Dave berjalan mengendap ke sisi Andrew dengan sebilah pisau tergenggam di tangan. Setelah kegagalan Julia mempengaruhi putranya, Arden mengutusnya untuk membunuh Andrew. Tanpa pemimpin, kekuatan Ethardos tentu akan jauh berkurang.

Di tengah kesunyian malam, Dave mengangkat pisau lalu menghunjamkannya tepat ke dada Andrew.

Namun, apa yang terjadi berikutnya sungguh di luar dugaan. Andrew sama sekali tak terluka. Pisau Arden bak menghantam lempengan besi keras.

Sementara Dave terkejut bukan kepalang, Andrew tersadar dari tidurnya. Secara refleks, ia mengunci tangan Dave dan membuat pisaunya jatuh berkelontangan di lantai.

Karena keributan itu, Anna tersadar dari lelapnya. Ia sangat terperanjat begitu melihat Dave. Wajah itu tak akan pernah ia lupakan. Wajah seorang pedagang budak yang pernah membuat hidupnya begitu sengsara.

"TOLOONG!" Secara refleks, Anna berteriak memanggil para penjaga di depan pintu.

Sementara itu, Dave masih bergelut dengan Andrew. Dalam posisi yang tidak bebas, sang penyihir tak bisa merapalkan sihir teleportasi. Berkali-kali tinjunya melayang ke wajah Andrew, tapi sang raja sama sekali tak merasa sakit. Ia tetap mencengkeram lengan Andrew sekuat tenaga. Tak lama kemudian, para penjaga berhamburan masuk dan menangkap sang penyihir loctrum.
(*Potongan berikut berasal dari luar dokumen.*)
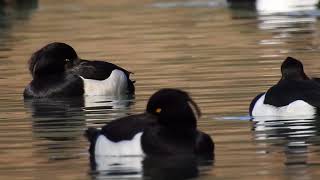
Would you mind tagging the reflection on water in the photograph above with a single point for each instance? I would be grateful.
(294, 136)
(222, 52)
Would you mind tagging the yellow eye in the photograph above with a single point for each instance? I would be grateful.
(158, 110)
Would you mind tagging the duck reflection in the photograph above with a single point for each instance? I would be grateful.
(153, 167)
(58, 123)
(293, 135)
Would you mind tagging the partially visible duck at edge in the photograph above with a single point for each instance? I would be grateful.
(168, 127)
(294, 95)
(57, 71)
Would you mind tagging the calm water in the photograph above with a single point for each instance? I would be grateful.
(222, 55)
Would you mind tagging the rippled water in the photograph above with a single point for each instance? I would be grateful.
(222, 54)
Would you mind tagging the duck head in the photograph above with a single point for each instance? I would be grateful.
(292, 69)
(174, 109)
(51, 59)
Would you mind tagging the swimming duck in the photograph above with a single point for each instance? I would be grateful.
(294, 95)
(168, 127)
(57, 71)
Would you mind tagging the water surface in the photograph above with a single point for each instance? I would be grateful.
(223, 55)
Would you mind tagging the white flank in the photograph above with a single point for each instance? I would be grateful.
(294, 109)
(130, 164)
(116, 84)
(105, 147)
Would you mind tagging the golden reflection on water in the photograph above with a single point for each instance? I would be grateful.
(218, 55)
"Sial!" desis Dave. Meski berusaha melawan sekuat tenaga, ia tak bisa melepaskan diri dari cengkeraman para penjaga yang segera membelenggu dan menyeretnya ke penjara.
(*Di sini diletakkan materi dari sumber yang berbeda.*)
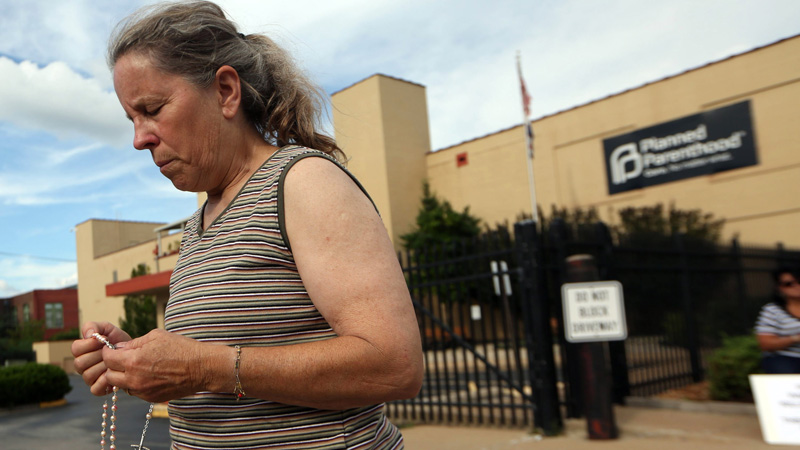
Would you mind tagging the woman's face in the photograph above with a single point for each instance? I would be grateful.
(788, 285)
(177, 121)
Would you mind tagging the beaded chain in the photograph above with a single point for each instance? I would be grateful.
(113, 428)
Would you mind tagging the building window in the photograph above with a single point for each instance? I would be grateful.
(462, 159)
(54, 315)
"Ikat dia dengan rantai yang tertanam di tembok!" perintah Andrew. Berkat aktivitasnya membaca buku-buku penyihir, ia tahu kelemahan seeorang loctrum yang tak bisa berpindah dalam kondisi terikat. Para penjaga lalu pergi dan melakukan apa yang diperintahkan Andrew.

"Aku tak menyangka akhirnya kita bisa menangkap salah satu pemain kunci dari pihak lawan." Anna mendesah lega sambil mendudukkan diri di tepi kasur. Jantungnya masih berdebar akibat kejadian barusan.

"Ya, untung saja aku menuruti nasihatmu untuk memakai kalung ivoltaros setiap saat," sahut Andrew sambil menyodorkan segelas air untuk istrinya.

"Terima kasih," sahut Anna sambil meneguk minumannya. "Semenjak kematian ayahmu, aku merasa bahwa bahaya bisa datang kapan saja."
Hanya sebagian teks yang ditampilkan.